A federal judge said Friday the National Park Service may be ordered to confine bison herds within Yellowstone National Park to keep them from being killed when they enter Montana.
"Realistically, we have to face this possibility," said U.S. District Judge Charles C. Lovell.He said Montana "is getting a bad name" because of its continuing policy of killing bison to stop the spread of infectious brucellosis, and added: "We have to ask if the status quo can continue."
He made the comments as he took under advisement a request by the national Fund for Animals for an injunction to stop the killing of bison, either by hunters, state wardens or park rangers.
He said he would rule this week.
Bison are now killed when they enter Montana to prevent the spread of brucellosis to Montana cattle.
Brucellosis is an infectious disease that causes cattle to abort their calves. Half of Yellowstone's estimated 3,000 bison are believed infected.
Montana officials say $30 million was spent over three decades to eradicate the disease from its herds, and a state veterinarian estimated that nationwide nearly $3 billion has been spent to eradicate brucellosis. Scientists say Yellowstone is the only major pool of brucellosis bacteria left.
But in 12 hours of testimony over two days, experts in veterinary medicine and wildlife biology and ecology differed on whether the threat of bison spreading the disease to Montana livestock is real or merely perceived.
They also disagreed on whether the state's plan to continue killing the bison would have any detrimental effect on the park's bison herds.
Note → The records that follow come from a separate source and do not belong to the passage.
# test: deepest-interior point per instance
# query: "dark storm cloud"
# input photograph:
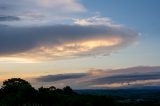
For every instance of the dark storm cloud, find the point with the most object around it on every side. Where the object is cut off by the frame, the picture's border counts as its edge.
(53, 78)
(21, 39)
(9, 18)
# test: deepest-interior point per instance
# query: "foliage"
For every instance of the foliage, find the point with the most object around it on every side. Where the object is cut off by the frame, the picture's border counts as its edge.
(18, 92)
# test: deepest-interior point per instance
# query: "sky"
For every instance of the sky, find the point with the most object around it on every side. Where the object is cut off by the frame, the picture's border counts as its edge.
(82, 43)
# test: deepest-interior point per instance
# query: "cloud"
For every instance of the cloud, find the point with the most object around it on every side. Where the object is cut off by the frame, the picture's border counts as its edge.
(118, 78)
(9, 18)
(59, 77)
(63, 41)
(35, 12)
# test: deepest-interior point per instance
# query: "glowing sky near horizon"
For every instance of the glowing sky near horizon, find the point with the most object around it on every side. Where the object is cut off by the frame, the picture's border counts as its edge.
(48, 37)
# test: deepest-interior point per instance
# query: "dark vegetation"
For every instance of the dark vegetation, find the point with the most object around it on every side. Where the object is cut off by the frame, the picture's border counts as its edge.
(18, 92)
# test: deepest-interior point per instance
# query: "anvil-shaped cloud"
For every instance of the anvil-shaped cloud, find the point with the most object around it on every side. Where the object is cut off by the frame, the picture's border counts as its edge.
(60, 41)
(28, 32)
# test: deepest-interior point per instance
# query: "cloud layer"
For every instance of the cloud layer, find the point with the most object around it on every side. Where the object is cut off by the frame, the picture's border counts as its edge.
(119, 78)
(40, 10)
(29, 32)
(59, 41)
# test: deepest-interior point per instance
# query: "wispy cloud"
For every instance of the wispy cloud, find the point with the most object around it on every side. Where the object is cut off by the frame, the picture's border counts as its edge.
(60, 41)
(29, 32)
(39, 11)
(119, 78)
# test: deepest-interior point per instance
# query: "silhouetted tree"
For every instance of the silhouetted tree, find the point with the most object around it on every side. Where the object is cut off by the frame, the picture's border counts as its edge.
(17, 91)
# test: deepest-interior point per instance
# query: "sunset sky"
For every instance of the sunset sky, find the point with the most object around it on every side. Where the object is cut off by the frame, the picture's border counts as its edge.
(82, 43)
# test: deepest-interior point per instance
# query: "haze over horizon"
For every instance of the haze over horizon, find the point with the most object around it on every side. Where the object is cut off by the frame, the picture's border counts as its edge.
(82, 43)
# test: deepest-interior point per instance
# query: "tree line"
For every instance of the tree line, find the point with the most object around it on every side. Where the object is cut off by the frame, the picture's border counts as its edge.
(19, 92)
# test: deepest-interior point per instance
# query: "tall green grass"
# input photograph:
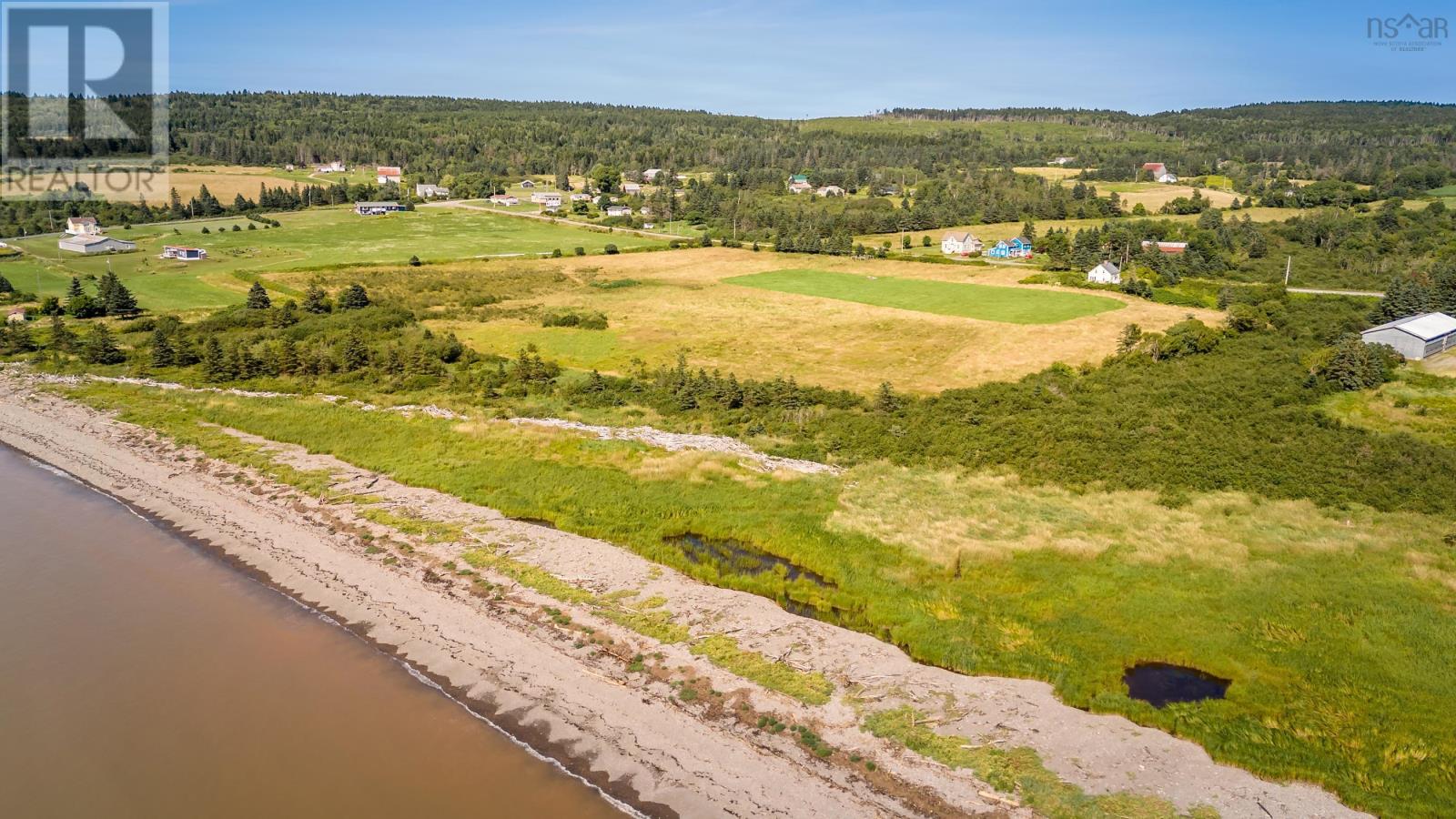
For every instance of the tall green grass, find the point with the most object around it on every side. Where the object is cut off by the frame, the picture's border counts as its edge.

Experts called by the animal-protection group said the state was on shaky scientific ground by trying to justify the extermination of trespassing bison as a disease-control measure.
They testified there is no known instance of infected bison from the park spreading brucellosis to Montana cattle, and experts called by the state and federal government agreed on that point.
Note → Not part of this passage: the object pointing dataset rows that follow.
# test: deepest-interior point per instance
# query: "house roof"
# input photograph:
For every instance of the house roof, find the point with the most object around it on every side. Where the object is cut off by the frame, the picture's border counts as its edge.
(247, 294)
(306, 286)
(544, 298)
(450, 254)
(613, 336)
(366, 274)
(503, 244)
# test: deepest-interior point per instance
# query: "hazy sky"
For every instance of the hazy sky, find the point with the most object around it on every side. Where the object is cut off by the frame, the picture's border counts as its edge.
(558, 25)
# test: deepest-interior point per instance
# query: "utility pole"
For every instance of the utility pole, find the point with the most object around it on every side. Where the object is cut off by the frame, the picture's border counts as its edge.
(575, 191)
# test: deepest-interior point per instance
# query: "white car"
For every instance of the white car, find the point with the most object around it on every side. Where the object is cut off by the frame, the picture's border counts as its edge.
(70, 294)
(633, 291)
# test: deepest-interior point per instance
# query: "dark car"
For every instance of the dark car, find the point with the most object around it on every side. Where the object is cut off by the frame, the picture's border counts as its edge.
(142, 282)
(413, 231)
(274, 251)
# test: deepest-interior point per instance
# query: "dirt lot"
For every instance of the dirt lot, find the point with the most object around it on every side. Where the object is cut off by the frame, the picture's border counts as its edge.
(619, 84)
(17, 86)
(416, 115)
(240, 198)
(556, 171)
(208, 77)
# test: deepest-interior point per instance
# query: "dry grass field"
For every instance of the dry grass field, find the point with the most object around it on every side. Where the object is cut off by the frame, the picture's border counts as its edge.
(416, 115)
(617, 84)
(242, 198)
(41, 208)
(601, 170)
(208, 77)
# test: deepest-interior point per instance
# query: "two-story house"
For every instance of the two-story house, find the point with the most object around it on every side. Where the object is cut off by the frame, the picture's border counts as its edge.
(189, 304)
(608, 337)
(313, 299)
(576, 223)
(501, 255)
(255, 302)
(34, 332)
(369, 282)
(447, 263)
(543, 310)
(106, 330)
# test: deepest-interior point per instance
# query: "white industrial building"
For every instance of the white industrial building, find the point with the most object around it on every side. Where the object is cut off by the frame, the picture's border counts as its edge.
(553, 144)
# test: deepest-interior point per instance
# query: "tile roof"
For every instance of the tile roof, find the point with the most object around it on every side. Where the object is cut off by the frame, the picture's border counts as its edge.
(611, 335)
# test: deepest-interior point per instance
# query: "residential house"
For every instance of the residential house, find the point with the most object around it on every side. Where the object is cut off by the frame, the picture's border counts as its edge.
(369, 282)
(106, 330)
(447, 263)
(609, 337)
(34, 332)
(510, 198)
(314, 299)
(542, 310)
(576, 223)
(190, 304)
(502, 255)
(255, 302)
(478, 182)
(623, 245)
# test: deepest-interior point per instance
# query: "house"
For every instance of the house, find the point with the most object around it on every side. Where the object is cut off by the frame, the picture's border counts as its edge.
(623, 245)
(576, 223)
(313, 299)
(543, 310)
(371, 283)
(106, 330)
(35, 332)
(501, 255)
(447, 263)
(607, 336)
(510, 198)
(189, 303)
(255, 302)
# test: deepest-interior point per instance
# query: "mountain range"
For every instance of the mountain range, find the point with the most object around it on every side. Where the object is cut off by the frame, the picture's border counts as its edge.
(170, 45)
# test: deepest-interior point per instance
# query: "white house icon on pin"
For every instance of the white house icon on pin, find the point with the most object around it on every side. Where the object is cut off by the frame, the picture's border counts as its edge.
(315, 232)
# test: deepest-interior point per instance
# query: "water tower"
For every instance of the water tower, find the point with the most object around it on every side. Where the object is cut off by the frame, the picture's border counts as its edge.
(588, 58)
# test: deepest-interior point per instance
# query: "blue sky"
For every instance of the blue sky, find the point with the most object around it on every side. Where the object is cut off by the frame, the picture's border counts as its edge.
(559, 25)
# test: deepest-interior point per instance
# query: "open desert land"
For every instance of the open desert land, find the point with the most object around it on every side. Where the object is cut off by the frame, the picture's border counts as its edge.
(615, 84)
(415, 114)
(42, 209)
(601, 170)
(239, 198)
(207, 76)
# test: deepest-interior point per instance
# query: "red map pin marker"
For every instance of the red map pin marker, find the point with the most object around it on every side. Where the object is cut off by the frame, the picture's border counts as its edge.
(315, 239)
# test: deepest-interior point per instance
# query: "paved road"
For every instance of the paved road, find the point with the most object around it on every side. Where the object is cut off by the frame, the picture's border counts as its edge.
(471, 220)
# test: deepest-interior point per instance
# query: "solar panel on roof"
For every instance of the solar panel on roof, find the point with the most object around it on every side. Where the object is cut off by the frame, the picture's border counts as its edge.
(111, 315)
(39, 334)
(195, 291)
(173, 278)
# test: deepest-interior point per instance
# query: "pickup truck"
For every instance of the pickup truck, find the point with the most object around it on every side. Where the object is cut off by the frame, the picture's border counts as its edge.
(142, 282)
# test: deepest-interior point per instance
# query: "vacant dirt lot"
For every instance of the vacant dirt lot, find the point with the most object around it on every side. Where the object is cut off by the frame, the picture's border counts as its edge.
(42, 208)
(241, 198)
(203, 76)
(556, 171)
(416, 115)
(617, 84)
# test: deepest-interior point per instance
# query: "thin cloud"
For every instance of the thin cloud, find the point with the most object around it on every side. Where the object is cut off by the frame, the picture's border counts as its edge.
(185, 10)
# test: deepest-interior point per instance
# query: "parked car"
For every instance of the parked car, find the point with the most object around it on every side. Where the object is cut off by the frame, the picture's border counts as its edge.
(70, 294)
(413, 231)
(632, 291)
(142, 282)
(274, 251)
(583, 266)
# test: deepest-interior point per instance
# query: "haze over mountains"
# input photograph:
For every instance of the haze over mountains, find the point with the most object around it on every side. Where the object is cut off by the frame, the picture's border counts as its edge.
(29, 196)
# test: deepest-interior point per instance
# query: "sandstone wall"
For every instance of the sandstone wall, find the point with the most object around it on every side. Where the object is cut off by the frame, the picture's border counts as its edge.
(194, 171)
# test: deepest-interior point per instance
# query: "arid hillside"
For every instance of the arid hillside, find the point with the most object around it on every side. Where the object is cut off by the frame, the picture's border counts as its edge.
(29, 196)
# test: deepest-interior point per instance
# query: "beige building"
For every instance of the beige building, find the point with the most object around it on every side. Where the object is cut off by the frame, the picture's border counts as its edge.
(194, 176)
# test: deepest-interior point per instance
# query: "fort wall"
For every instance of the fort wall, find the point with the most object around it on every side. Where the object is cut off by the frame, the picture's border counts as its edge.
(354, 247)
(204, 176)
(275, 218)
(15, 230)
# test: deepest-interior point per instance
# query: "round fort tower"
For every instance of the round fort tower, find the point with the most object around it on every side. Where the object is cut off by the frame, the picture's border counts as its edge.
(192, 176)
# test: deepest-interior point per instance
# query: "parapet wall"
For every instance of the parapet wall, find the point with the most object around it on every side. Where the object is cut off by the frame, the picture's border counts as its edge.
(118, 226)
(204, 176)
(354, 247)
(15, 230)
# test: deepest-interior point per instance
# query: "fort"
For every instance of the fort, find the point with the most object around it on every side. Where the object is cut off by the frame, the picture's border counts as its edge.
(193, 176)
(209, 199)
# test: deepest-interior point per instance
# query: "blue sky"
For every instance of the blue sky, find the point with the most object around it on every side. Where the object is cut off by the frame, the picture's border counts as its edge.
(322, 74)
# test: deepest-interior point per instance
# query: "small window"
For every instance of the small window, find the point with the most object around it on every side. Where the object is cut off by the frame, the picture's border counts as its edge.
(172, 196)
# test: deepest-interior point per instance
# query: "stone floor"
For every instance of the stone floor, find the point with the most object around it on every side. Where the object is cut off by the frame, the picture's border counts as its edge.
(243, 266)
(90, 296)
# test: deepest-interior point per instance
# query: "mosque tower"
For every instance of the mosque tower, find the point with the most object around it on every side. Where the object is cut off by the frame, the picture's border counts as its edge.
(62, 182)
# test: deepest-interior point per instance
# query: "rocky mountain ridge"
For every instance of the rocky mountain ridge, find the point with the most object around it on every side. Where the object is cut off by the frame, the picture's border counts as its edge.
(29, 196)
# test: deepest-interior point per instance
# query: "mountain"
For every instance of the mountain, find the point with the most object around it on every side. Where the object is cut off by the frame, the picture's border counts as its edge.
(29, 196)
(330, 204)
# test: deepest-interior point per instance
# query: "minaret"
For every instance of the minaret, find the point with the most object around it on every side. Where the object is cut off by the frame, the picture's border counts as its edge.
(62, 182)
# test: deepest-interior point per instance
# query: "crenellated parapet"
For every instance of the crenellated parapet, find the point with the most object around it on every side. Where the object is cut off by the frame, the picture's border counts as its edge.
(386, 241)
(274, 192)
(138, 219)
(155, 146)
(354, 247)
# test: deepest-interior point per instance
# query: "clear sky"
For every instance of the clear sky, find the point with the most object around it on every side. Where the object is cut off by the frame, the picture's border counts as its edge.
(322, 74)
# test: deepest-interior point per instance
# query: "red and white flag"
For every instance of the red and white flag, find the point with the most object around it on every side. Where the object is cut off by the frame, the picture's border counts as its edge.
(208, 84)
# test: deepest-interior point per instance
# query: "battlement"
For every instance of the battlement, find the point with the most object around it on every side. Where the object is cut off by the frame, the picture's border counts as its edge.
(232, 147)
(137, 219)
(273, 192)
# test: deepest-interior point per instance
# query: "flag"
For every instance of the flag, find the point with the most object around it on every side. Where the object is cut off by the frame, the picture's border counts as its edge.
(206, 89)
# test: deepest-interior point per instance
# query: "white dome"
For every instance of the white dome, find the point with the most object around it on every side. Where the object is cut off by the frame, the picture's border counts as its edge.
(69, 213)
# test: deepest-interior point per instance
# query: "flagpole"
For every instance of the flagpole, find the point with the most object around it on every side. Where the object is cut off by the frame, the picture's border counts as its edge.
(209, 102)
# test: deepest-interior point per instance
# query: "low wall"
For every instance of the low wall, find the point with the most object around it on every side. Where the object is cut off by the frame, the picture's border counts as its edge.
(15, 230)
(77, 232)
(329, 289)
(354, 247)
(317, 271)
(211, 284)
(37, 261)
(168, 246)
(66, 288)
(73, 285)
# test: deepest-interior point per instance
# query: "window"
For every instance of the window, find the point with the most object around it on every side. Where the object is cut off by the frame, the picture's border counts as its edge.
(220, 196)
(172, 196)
Lovell asked Mary Meagher, a federal biologist who has spent 31 years in wildlife research at Yellowstone, what could be the worst that might happen if park officials were ordered to keep bison from leaving the park.
She replied that as many as 1,000 bison might have to be killed to cull the herds, and the park might be closed to winter use by tourists. She said growing winter use of Yellowstone by snowmobilers has given free-roaming bison snowpacked routes out of the park.
Lovell pressed the experts on whether the park service actually could keep bison within park boundaries. They said it would be possible but difficult.
So far this winter, 11 bulls have been killed - none of them within 20 miles of domestic cattle.
Last winter, only four bison were killed, but attempts by animal-rights activists to disrupt the hunts drew widespread media attention.
In the winter of 1988-89, hunters and state wardens killed 569 bison from the park's northern herd, prompting a national outcry.
Since 1985, when hunters began shooting the bison, 700 cows, calves and bulls have been killed, most of them along the upper Yellowstone River.